Wal-mart only began selling groceries in 1988. Now it sells $56 billion of foodstuffs and household goods in its supermarkets every year. That makes larry johnston an underdog. The alumnus of the fabled jack welch era of general electric management aims to make albertson’s, with “Just” $36 billion in revenue, the nation’s greatest grocer. He’s assembled an all-star team in idaho that combines top talent from dell, safeway and, yes, wal-mart to fulfill his quest. The moral of this story: if the boys in boise, armed with technology and smart marketing, can’t beat back the behemoth from bentonville, it’s quite possible that no one can.

Cathy Bishop is a power shopper. Cruising the aisles of the Jewel supermarket in Barrington, Ill., she knows exactly what she wants and how much she’s willing to pay for it. She also has no problem using technology, if she thinks it’s going to make her trip faster, or save her money.

As Bishop rounds the corner to the laundry-detergent aisle, she pulls a wireless handheld computer from a holster on her shopping cart and points it like a gun at a bottle of Tide with bleach. The Symbol 6553 device scans the bar code, displays the $12.49 price, then shows her total bill at this point, $28.13.

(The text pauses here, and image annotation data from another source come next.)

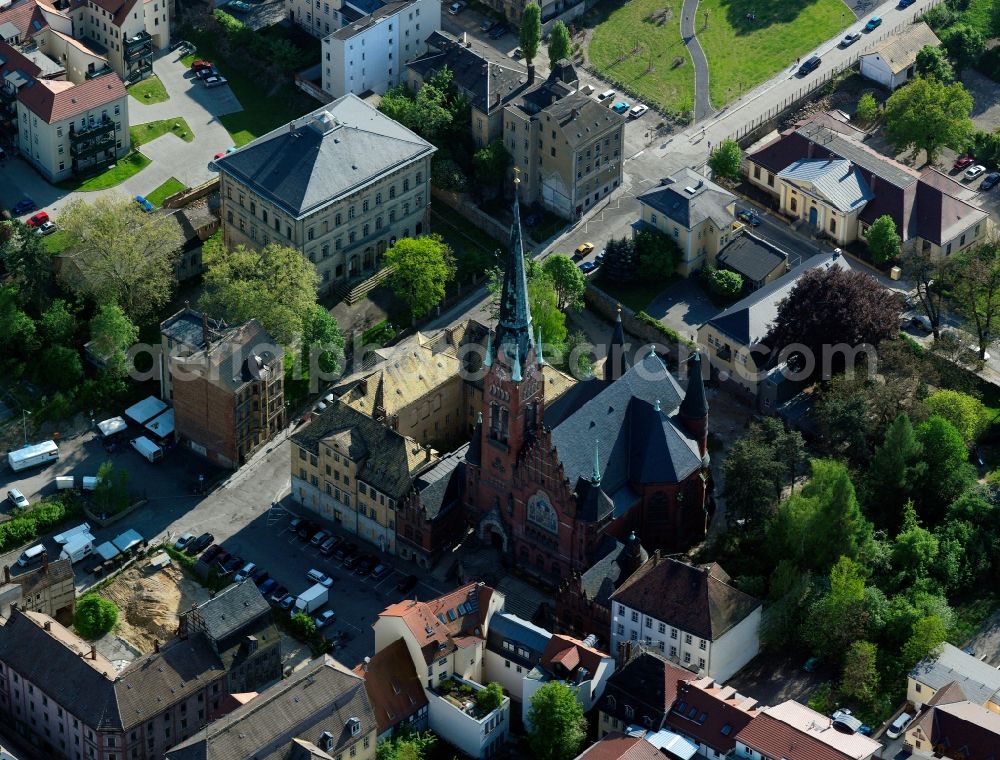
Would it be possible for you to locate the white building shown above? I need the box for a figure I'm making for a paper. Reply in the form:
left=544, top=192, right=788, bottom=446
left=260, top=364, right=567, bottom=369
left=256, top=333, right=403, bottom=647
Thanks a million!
left=611, top=554, right=762, bottom=681
left=322, top=0, right=441, bottom=98
left=861, top=21, right=941, bottom=90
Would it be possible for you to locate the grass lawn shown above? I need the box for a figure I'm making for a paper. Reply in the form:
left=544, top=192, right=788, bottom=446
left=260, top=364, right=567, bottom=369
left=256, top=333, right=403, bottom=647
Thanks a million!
left=695, top=0, right=855, bottom=108
left=583, top=0, right=692, bottom=113
left=57, top=151, right=149, bottom=192
left=128, top=76, right=170, bottom=106
left=146, top=177, right=186, bottom=206
left=128, top=116, right=194, bottom=145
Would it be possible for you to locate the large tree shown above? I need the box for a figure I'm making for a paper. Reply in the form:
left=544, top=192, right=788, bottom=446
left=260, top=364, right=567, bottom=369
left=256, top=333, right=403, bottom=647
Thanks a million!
left=385, top=235, right=455, bottom=319
left=59, top=195, right=184, bottom=322
left=528, top=681, right=587, bottom=760
left=883, top=76, right=973, bottom=164
left=201, top=243, right=318, bottom=346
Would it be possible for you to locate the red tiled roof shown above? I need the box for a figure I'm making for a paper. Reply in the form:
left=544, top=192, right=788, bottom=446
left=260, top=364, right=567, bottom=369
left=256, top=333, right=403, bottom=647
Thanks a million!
left=17, top=74, right=126, bottom=124
left=354, top=639, right=427, bottom=734
left=576, top=734, right=664, bottom=760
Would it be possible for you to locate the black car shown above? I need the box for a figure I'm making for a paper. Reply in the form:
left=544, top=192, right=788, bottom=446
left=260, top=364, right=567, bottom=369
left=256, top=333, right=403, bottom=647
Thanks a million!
left=190, top=533, right=215, bottom=557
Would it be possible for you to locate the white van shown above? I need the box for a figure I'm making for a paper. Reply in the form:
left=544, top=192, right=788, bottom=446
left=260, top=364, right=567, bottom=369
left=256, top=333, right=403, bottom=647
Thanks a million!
left=131, top=435, right=163, bottom=462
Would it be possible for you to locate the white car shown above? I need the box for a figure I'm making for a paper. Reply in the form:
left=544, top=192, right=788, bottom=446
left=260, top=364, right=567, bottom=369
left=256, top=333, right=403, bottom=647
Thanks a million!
left=965, top=164, right=986, bottom=179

The computer beeps to alert her to a special on a nearby shelf for Bounty paper towels, but she ignores the promotion and moves on to her next destination, a newly installed section of toys co-branded with the Toys ‘R’ Us chain. Bishop is thinking about presents for her grandchildren. The toy area could save her a trip to the mall. For now, she just uses the section for gift ideas.

After the final item is placed into a shopping bag already in her cart, Bishop proceeds to a self-service checkout register. She slides the Symbol handheld into a dock. Her total—$43.18 now—flashes on a touch-sensitive screen. The system asks her if she has any coupons. She scans a coupon for Dole frozen fruit-juice bars past a bar-code reader, deposits the coupon in a slot and, when done, sees the savings applied to her bill. Bishop completes her purchase by swiping a credit card through a magnetic reader; barely 30 seconds after arriving at the register, she is heading out the door.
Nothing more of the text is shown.